I took a walk through the park while figuring out where to grab lunch and decided to check out a bookstore-slash-cafe I'd been curious about: Calo Bookshop & Cafe / Calo Gallery. I ordered the chicken curry. I noticed that a lot of the books on display seemed to blend art and politics. Just as I was thinking the themes and designs of the books were a bit quirky, I realized they were ZINEs. That made total sense. The curry was good. Only one other customer came in during my stay, and he left quickly. By the time I walked out, the rain had stopped. Time to head back.

The atmospheric low pressure is making me feel heavy. My eldest daughter was already home from kindergarten, and I ended up taking a whole one-hour nap. That was unexpected, hmm. She then left for her gymnastics class.

Last week, one of my users Adrián shared his Claude Code Skills with me, which uses Inkdrop as a persistence layer. While checking it out, I remembered a blog post by Nolan Lawson (PouchDB author) I read yesterday titled "Using AI to write better code more slowly" and tweeted about it in Japanese. I like his point of view so much.

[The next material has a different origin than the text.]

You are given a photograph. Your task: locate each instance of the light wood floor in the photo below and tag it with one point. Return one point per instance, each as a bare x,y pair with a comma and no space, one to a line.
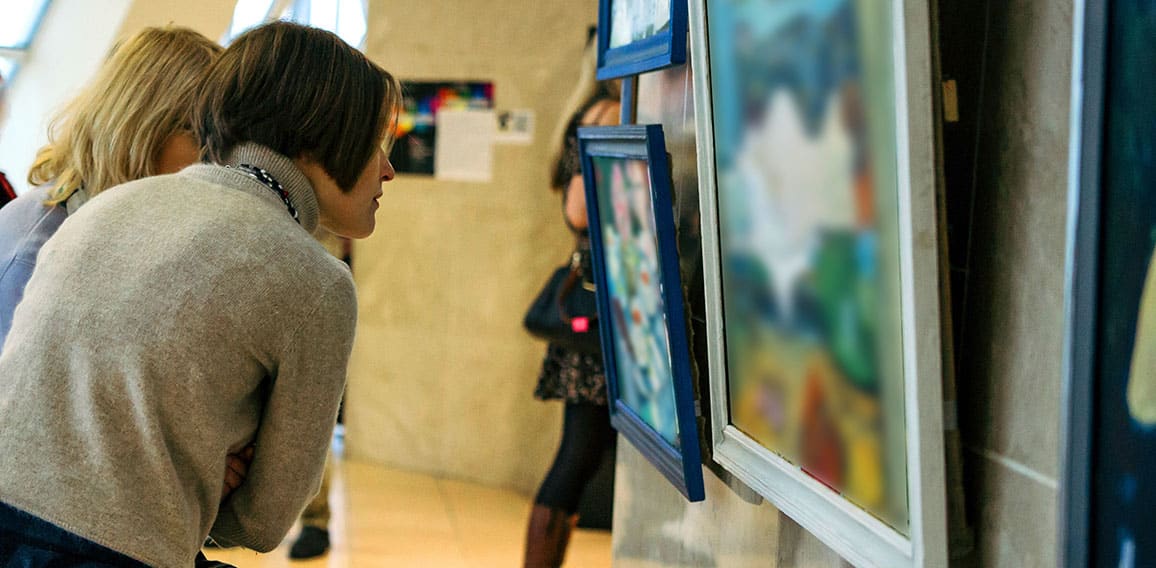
390,518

He mentioned Matt Pocok's /grill-me , which is included in Adrián’s Skills as well.

Since Nolan runs his AI agents in parallel (Claude sub-agent, Codex, and Cursor Bugbot), I wanted to try doing that myself, so I downloaded and set up Antigravity CLI, which is a replacement for Gemini CLI. Lately, I've been really liking a Neovim plugin called codediff.nvim. I suddenly remembered that I had added a small feature to it the other day, so I sent a PR. By evening, my daughter returned from gymnastics. My focus ended—time to cook dinner.

For dinner, I boiled some pasta I bought last weekend from the Italian Fair held at the Hankyu Umeda. It was thick pasta that looked sort of like dreadlocks, and it tasted great. It makes me want to visit Italy again.

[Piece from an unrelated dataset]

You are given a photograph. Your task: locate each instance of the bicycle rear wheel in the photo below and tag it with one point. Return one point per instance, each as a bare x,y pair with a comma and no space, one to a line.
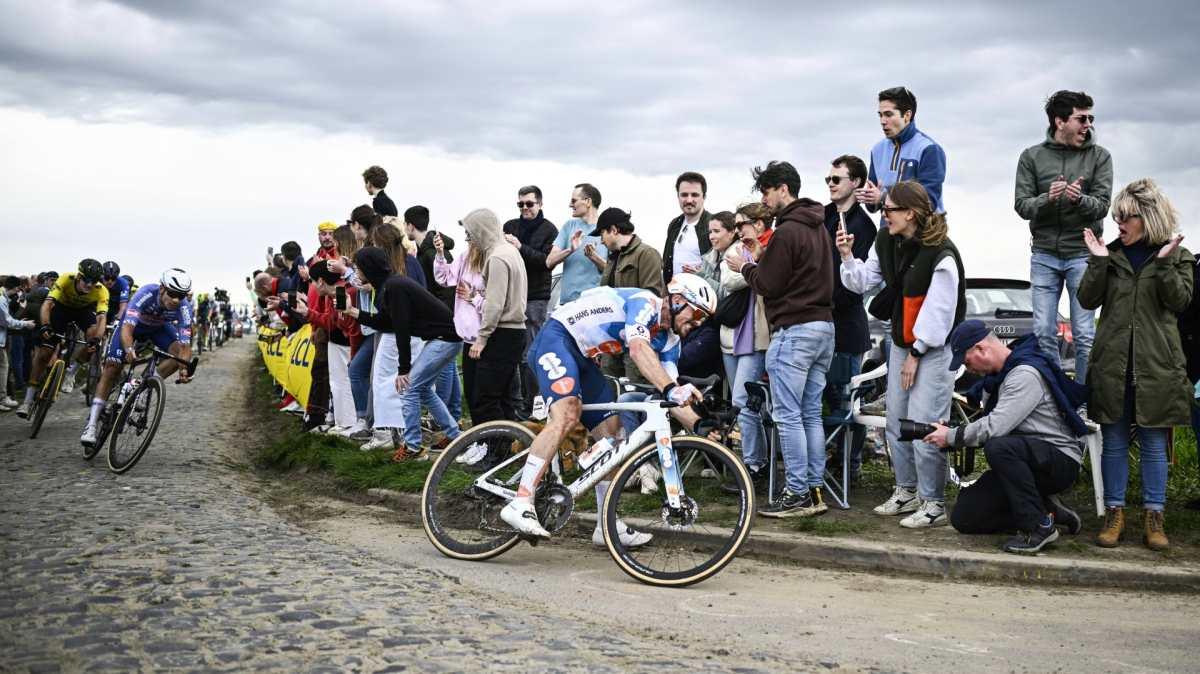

I use Claude Code in English every day, and today I learned the word "idempotent" (冪等性). For example: "Make this event handler idempotent." Meaning: make it so that no matter how many times you run this event handler, the outcome remains exactly the same. 冪等 is also a difficult word in Japanese.

Lately, I've been listening to Laura day romance almost exclusively. The literary lyrics combined with the melancholic vocals and expressions make for a really chill vibe. Tonight, I’m going to read a bit more of a polar explorer Daisuke Kakuhata’s book,The 43-Year-Old Peak Theory, and head to bed. Good night.